Walker: Implications for vaccine design from T and B cell mechanisms of HIV control
Efforts under this grant will characterize the ontogeny and immunologic signatures of neutralization breadth in unique cohorts of HIV infected persons, thematic elements initiated under a prior CAVD award. One of the main outcomes from this branch of the program will be the identiﬁcation and characterization of new bnAbs in HIV controllers, for potential clinical development. A secondary objective for this new grant is to deﬁne the phenotype, speciﬁcity, and function of early T and B cell responses generated in peripheral blood and lymph nodes following early treatment in acute infection.

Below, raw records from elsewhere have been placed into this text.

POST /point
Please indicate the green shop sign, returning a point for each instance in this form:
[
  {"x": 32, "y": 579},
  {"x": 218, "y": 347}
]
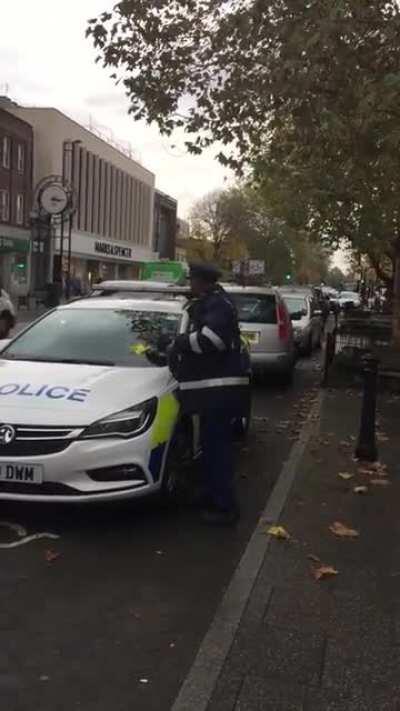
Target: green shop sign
[
  {"x": 171, "y": 272},
  {"x": 9, "y": 244}
]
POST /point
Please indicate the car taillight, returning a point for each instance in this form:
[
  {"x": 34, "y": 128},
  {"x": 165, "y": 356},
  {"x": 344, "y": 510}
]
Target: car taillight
[{"x": 283, "y": 321}]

For bnAb discovery, the program will make use of the HIV Controllers cohort, individuals who maintain viral loads of less than 2000 RNA copies/ml plasma without the need for combination antiretroviral therapy (cART). The HIV Controllers cohort was used to previously identify 3BNC117, a broad and potent CD4-binding site bnAb where proof of concept studies have established clinical anti-viral activity. In collaboration with the CAVIMC, the neutralization breadth has already been characterized in over 600 HIV controllers, and the ongoing work will deﬁne the antibody repertoires generated in those with the most potent neutralization breadth. The latter effort includes the expression of a reﬁned set of B cell receptors (BCR) selected from the 17,000 BCRs already sequenced from this controller cohort. Selection of this set will use an evolutionary proﬁling analytical algorithm developed by Tom Kepler. In addition, next-generation native-like trimers that omit binding of non-neutralizing antibodies (e.g. SOSIP, fold-on trimer, etc.) will be used to pull out additional rare, memory B cells from samples of the top broadly neutralizing controllers, utilizing multiple tissues, including lymph nodes and bone marrow.

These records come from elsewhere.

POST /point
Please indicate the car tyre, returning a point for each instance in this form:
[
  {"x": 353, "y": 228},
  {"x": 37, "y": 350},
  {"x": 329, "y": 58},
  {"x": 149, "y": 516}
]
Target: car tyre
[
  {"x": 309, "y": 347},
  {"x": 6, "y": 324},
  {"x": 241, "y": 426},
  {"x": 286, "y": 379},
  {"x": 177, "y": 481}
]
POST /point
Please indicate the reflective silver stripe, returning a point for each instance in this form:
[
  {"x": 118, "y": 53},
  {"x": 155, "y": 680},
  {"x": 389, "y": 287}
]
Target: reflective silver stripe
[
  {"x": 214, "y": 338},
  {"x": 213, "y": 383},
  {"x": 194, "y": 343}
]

Under the secondary objective, investigations will endeavor to deﬁne the phenotype, speciﬁcity, and function of early T and B cell responses generated in peripheral blood and lymph nodes following early treatment in acute infection. By focusing on this period of infection before peak viremia, and by initiating immediate therapy in these persons, it will be possible to deﬁne the phenotype, function and speciﬁcity of the earliest T and B cell responses that occur in blood and lymph nodes in the absence of ongoing viremia, CD4+ T cell depletion and T cell exhaustion. This research component will engage the FRESH cohort (“Females Rising through Education, Support and Health”, Umzali Township, Durban, see
https://youtu.be/D8SY98CZiYY), a cohort of South African women identiﬁed at the time of “hyperacute infection”, deﬁned as the period from ﬁrst detectable viremia to peak viremia.

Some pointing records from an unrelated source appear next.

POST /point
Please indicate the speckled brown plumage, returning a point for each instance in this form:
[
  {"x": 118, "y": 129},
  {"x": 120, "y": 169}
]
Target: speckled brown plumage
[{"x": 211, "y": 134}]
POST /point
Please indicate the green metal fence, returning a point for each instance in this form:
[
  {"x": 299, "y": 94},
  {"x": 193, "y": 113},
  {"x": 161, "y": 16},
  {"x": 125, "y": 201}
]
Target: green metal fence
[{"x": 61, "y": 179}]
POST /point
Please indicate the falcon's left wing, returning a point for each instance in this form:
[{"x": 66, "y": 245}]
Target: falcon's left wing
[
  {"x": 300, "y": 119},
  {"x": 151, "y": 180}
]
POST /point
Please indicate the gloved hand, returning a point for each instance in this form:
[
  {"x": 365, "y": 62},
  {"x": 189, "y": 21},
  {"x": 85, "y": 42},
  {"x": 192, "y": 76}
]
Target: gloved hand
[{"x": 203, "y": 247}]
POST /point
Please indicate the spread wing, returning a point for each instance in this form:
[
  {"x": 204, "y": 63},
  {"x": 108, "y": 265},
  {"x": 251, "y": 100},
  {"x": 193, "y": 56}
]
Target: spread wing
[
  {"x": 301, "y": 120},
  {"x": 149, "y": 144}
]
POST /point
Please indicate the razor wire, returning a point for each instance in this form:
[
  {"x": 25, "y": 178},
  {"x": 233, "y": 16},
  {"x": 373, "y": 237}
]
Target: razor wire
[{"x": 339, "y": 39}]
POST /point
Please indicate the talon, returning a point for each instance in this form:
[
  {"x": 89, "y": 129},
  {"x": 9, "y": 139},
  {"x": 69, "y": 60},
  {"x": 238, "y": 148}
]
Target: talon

The grant is led by Bruce Walker, MD at the Massachusetts General Hospital. The investigative team includes participants from the Ragon Institute of MGH, MIT and Harvard, from the Doris Duke Medical Research Institute, and the Africa Health Research Institute (AHRI, formerly K-RITH). The work will include extensive engagement of the CAVIMC for viral neutralization assays, and BCR characterization will be performed in collaboration via Atreca, to be secured via the GH-VAP. The award was made in June 2016 with an anticipated duration of 24 months, and is now in a no-cost extension.
1. To identify and clone novel broadly neutralizing antibodies (bNAbS) of unique specificity in HIV controllers for clinical development.
2. To define the phenotype, specificity and function of the earliest T and B cell responses generated in the peripheral blood and in lymph nodes following treatment-limited antigen exposure in acute HIV infection.